Tag des Denkmals in Berlin: Vom Aussterben bedroht
Die Initiative Kulturerbenetz Berlin veröffentlicht anlässlich des Tags des Denkmals eine rote Liste mit 70 bedrohten Orten in der Hauptstadt.

Der Boxi – wer weiß das schon? – ist schließlich einer von vielen Orte in Berlin, die unter Denkmalschutz stehen. Und Denkmäler unterliegen einem gewissen Schutz, weswegen sich aktuell auch niemand in Friedrichshain Sorgen macht, dass der Boxi demnächst mit Einfamilienhäusern bebaut werden könnte.
Die Initiative Kulturerbenetz Berlin will anlässlich des Tags des offenen Denkmals verstärkt darauf aufmerksam machen, dass einerseits auch der Denkmalschutz keine Vollkaskoversicherung gegen unbotmäßige Veränderung oder gar Zerstörung von Orten ist. Und andererseits fehlender Denkmalschutz für so manches Bauwerk erst recht bedrohliche Auswirkungen haben könnte.
Das Kulturerbenetz Berlin, zu dem sich mehrere Bürgerinitiativen, Vereine, Organisationen und Privatpersonen zusammengeschlossen haben, geht deshalb mit der Veröffentlichung einer „roten Liste“, einer Kartenübersicht bedrohter Objekte in der Hauptstadt an den Start. 70 dieser als bedroht angesehenen Orte werden bislang auf der Homepage der Initiative gelistet, weitere sollen folgen.
Mannigfaltige Bedrohungen
Bei einer Präsentation dieser roten Liste am Mittwochabend in Mitte konnte man einen groben Eindruck davon bekommen, wie viele Objekte in Berlin auf mannigfaltige Weise bedroht sind. Da wäre etwa das Oberstufenzentrum Wedding, ein ehemaliges Gymnasium, das seit zehn Jahren leer steht, weil es seinerzeit hieß, man brauche gar nicht so viele Schulen in Berlin. Das Gebäude einfach abzureißen und den Ort neu zu bebauen traute sich bislang allerdings niemand.

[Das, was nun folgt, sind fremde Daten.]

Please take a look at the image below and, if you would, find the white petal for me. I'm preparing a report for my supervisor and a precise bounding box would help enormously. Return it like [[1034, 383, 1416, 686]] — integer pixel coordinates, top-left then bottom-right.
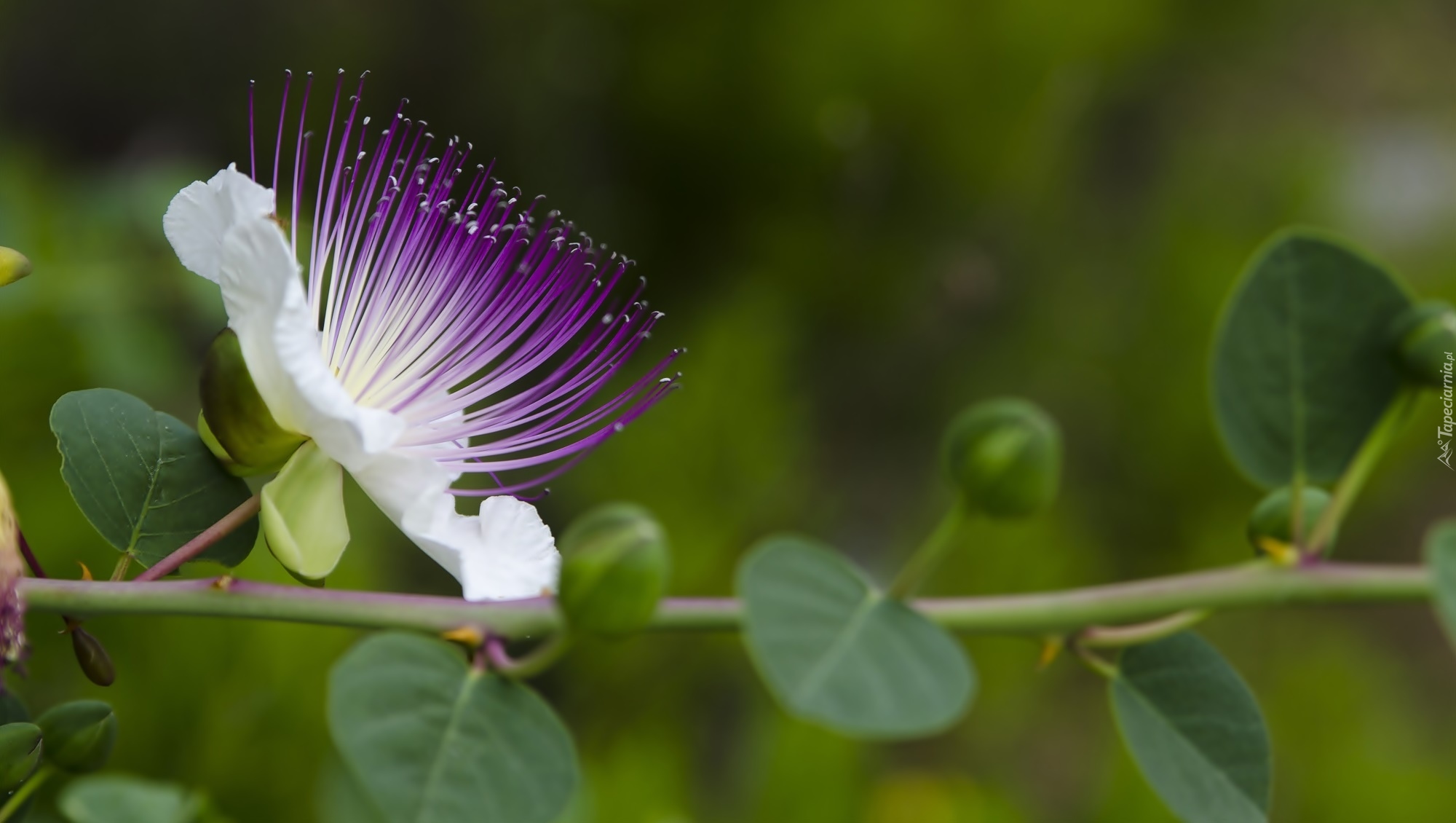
[[460, 495, 561, 600], [349, 449, 561, 600], [162, 166, 274, 283], [218, 211, 405, 460]]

Seit 2019 ist das auch gar nicht mehr so einfach möglich, denn seitdem steht der Komplex unter Denkmalschutz. Wie es hier nun weitergeht, weiß aber auch niemand. Derweil, das belegten ein paar Aufnahmen, die bei der Veranstaltung gezeigt wurden, verkommt die Bausubstanz immer mehr.
Oder der ehemalige Flughafen Johannisthal in Treptow-Köpenick: Der sei eigentlich von „herausragender Bedeutung“ hinsichtlich der Geschichte der deutschen Luftfahrt, bekommt man erklärt. Selbst die Gebrüder Wright bauten hier vor dem Ersten Weltkrieg Flugapparate. Trotz Denkmalschutz werde aktuell ein Bebauungsplan für das Gelände erarbeitet, der den weitgehenden Abriss auch eigentlich denkmalgeschützter Gebäude vorsieht. Stattdessen sollen dort Wohnungen gebaut werden.
Einteilung in „ungewiss“, „bedroht“ oder „zerstört“
Die in die rote Liste aufgenommenen Objekte werden von Kulturerbenetz Berlin in verschiedene Kategorien eingeteilt. Der Flughafen Johannisthal etwa gilt demnach als „bedroht“. Das OSZ in Wedding wird dagegen unter „ungewiss“ einsortiert. Besonders dramatisch mutet die Kategorie „zerstört“ an, unter der erstaunlicherweise das so viel gelobte Bikini-Haus in Charlottenburg-Wilmersdorf auftaucht. Dem wird attestiert, als Denkmal „durch den nicht denkmalgerechten Umbau und die Totalsanierung in fast allen Denkmaleigenschaften zerstört worden“ zu sein.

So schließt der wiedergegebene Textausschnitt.